Descobrir o gosto musical de uma pessoa tem uma aplicação óbvia nos mecanismos de recomendação
usados pelos provedores de serviços de música on-line. Estamos interessados em uma aplicação menos
óbvia, relacionada ao ambiente de trabalho de um desenvolvedor de software. Neste trabalho em particular,
comparamos dois algoritmos usados em mineração de dados como classificadores. O objetivo é comparar
Support Vector Machine (SVM) e k-Nearest Neighbor (k-NN) como preditores do gosto musical de um usuário.

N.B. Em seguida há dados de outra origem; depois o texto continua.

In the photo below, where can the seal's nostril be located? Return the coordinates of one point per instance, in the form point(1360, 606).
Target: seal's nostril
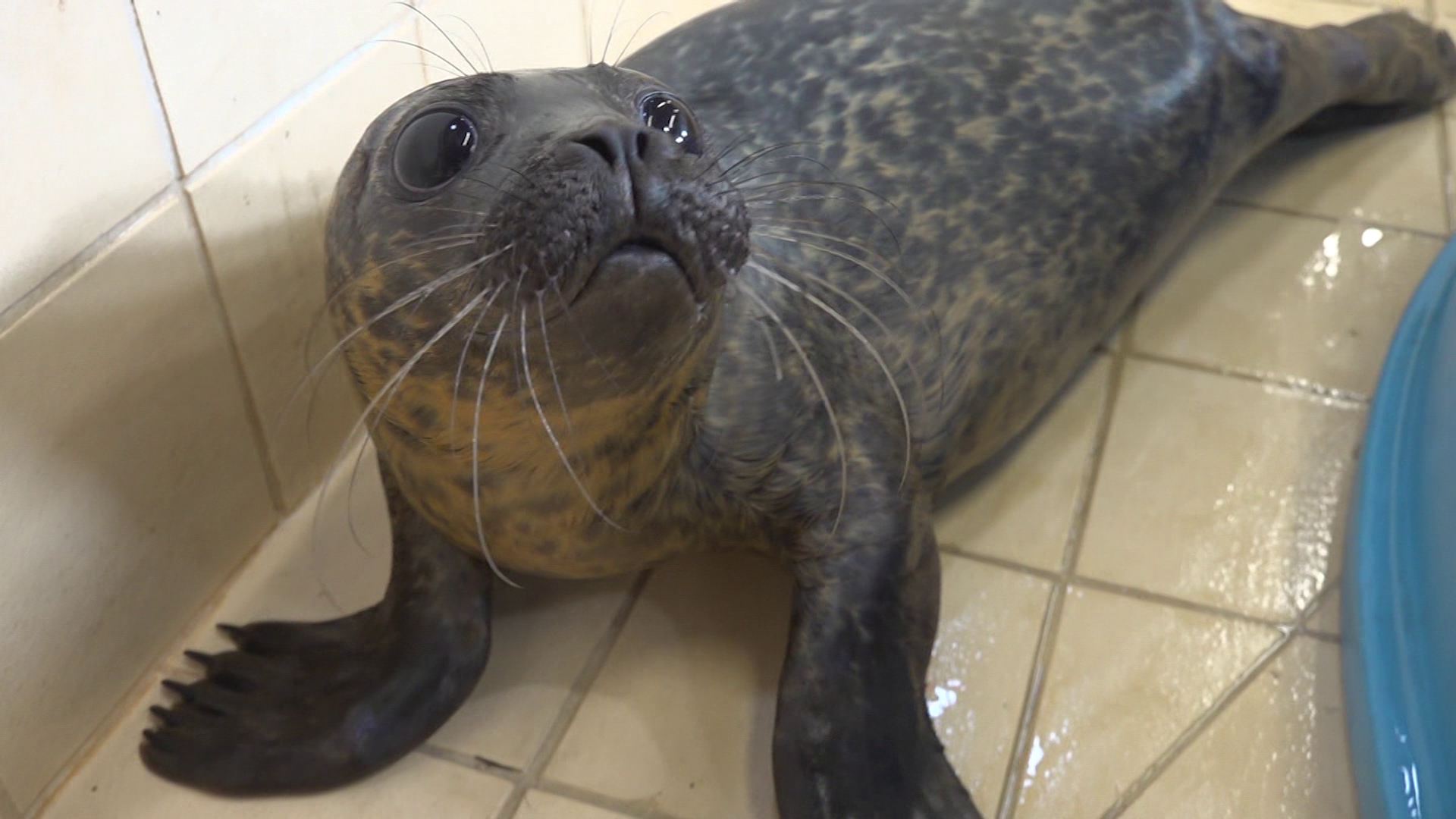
point(618, 145)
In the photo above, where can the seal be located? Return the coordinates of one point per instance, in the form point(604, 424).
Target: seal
point(766, 286)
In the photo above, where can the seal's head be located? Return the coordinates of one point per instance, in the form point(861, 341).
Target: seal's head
point(535, 262)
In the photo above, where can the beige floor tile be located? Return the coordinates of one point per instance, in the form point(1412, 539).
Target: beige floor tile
point(682, 714)
point(1286, 297)
point(1220, 491)
point(1327, 615)
point(1126, 679)
point(115, 786)
point(1279, 752)
point(542, 637)
point(1316, 12)
point(983, 654)
point(1021, 509)
point(1389, 175)
point(548, 806)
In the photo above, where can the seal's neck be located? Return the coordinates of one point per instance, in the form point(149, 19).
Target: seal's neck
point(507, 458)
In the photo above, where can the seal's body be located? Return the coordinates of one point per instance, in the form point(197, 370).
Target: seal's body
point(766, 286)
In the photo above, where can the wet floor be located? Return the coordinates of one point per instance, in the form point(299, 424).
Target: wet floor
point(1139, 614)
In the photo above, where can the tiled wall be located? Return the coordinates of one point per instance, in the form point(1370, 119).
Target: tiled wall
point(166, 168)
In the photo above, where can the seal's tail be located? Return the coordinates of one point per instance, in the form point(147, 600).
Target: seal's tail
point(1378, 69)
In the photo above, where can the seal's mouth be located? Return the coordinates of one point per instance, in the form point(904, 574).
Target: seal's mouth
point(644, 256)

Para executar o experimento, usamos um banco de dados de músicas que foram previamente classificadas
com um rótulo indicando se o usuário gosta ou não de cada música. O banco de dados inclui um conjunto
de características das músicas, cada classificador usa as mesmas combinações de características no processo
de aprendizado e, em seguida, classifica novas instâncias de músicas de acordo com o gosto previsto para
o usuário. Este estudo inicial indicou que o SVM é um melhor preditor do que o k-NN para este contexto
particular. Em investigações futuras, pretendemos avaliar o usuário em um ambiente síncrono, nossa hipótese
é que pode ser possível entender mais do que o cenário de gosto / não gosto e expandir para o que o usuário
quer ouvir em um momento específico, com o qual planejamos capturar o estado emocional atual do usuário.
Eventualmente, queremos correlacionar o estado emocional de um desenvolvedor de software com a propensão
a defeitos do código escrito.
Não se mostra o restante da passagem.